Musical tributes to Jamaica’s 50th year of independence continue to arrive, even three months after the island’s national day.

Reggae Golden Jubilee: Origins Of Jamaican Music – 50th Anniversary is a beautifully put together four disc and book box set partly selected by former Jamaican Prime Minister Edward Seaga (Jamaican Labor Party), whose interests in the music and folklore of Jamaica go as far back as its recording history being both a record producer and a label owner.

The 100 tracks showcase the origin and evolution of Jamaican music and include several significant milestones, taking its start with Theophilus Beckford’s Easy Snappin’ and closing with Mavado’s On the Rock. In between these two monster tunes there are many tracks marking the start of several reggae sub genres, including ska, rocksteady, dancehall and ragga, and most of the selected tunes are on the smoother side of things.

There’s however a lack of the sounds of nyabinghi and dub, and the shortage of the latter was explained by Edward Seaga himself at an event in New York City in late November, where he said “It is minimal performance in the recording, with too much space left; and that is why DJ music followed immediately-with toasting by artist like U-Roy- filling in the space.”

Apart from being instrumental in choosing the music, Edward Seaga has also contributed to the 64 page booklet text alongside John Masouri, Dermot Hussey and Christopher Chin as well as Daddy Lion Chandell, Donald Clive Davidson and Roy Black who have written the track-by-track text parts.
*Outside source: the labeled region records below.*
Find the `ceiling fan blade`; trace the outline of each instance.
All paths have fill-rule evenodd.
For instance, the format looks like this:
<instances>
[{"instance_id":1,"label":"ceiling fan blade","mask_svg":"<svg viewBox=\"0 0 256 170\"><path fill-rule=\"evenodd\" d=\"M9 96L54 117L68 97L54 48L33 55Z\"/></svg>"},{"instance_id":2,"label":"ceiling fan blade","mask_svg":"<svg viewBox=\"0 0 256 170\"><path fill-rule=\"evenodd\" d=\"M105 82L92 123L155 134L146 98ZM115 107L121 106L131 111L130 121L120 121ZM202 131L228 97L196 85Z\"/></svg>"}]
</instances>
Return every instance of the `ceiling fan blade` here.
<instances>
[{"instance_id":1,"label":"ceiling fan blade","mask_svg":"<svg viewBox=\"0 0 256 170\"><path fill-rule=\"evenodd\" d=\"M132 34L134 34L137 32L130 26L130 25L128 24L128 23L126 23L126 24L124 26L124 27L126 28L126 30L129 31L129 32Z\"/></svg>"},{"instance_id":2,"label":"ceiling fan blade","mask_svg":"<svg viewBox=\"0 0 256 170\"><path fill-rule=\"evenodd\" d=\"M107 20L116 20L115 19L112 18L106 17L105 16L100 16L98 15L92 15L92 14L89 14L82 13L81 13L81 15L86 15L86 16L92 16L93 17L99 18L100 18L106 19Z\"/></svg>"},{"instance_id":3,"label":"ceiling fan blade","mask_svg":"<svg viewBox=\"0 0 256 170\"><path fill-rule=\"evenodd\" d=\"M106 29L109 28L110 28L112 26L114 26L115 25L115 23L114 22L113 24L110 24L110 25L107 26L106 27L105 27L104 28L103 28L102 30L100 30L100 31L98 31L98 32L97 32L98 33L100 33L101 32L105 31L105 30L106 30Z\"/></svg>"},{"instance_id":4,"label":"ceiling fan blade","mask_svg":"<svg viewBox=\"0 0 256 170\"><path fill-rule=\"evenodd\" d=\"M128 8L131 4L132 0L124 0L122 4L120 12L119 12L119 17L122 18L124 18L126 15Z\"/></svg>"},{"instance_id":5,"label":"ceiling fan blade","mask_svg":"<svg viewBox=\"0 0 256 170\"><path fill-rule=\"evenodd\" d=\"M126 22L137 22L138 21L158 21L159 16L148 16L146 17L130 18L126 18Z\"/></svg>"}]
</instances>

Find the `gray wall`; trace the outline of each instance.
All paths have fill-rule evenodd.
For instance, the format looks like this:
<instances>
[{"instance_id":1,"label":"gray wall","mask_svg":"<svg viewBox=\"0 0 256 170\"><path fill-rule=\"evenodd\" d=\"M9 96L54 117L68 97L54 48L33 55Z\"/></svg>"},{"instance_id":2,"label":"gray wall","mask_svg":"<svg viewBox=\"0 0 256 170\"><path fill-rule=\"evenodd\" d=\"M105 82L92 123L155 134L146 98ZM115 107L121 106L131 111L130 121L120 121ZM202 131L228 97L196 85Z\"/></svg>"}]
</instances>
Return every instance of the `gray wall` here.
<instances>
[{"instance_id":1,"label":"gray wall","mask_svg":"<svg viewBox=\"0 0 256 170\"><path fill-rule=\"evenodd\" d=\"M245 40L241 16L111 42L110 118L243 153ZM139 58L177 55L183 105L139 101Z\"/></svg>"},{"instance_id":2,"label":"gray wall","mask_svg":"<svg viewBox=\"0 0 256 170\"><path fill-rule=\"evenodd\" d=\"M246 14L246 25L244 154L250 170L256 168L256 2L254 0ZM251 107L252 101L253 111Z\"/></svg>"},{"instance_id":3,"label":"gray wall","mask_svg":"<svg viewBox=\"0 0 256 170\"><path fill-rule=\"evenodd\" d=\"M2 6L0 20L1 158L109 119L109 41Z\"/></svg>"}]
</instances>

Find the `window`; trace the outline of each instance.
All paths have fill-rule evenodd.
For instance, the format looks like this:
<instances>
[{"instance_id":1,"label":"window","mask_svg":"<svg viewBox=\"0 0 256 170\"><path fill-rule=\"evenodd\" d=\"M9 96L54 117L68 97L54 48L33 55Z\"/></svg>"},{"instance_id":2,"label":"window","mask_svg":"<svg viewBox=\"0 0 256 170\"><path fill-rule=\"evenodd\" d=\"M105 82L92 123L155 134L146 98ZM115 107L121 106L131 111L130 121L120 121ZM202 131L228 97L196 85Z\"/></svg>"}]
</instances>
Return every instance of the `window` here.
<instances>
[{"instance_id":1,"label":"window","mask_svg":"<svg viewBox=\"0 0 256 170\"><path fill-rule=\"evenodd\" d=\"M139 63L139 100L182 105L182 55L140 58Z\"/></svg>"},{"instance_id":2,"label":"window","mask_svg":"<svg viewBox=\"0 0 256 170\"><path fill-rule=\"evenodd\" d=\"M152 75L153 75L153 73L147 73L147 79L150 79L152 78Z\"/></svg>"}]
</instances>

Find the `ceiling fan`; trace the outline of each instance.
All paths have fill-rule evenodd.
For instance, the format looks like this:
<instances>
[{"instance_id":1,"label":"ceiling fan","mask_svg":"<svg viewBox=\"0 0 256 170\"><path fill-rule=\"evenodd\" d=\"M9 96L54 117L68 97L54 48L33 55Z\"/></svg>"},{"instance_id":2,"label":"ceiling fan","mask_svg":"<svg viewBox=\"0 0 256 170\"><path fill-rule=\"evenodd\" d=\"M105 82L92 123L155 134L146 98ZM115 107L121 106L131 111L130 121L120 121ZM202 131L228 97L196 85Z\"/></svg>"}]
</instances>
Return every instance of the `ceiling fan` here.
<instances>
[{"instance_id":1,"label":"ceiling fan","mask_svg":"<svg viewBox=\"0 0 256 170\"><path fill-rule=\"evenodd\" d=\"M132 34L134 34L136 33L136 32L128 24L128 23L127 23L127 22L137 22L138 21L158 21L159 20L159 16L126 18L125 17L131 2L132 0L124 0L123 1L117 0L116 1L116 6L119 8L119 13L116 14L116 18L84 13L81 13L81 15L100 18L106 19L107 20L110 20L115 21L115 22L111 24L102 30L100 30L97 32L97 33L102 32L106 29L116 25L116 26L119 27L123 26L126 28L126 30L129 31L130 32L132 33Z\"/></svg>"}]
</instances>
The booklet is really extraordinary and includes rare photographs and short essays on each music period.  Most of the 100 tracks have been on dozens on compilations and are easy available elsewhere, so the packaging and the booklet are the main driving forces for investing in this piece of musical history. Unless you’re completely new to reggae, then there’s plenty of amazing tunes to enjoy.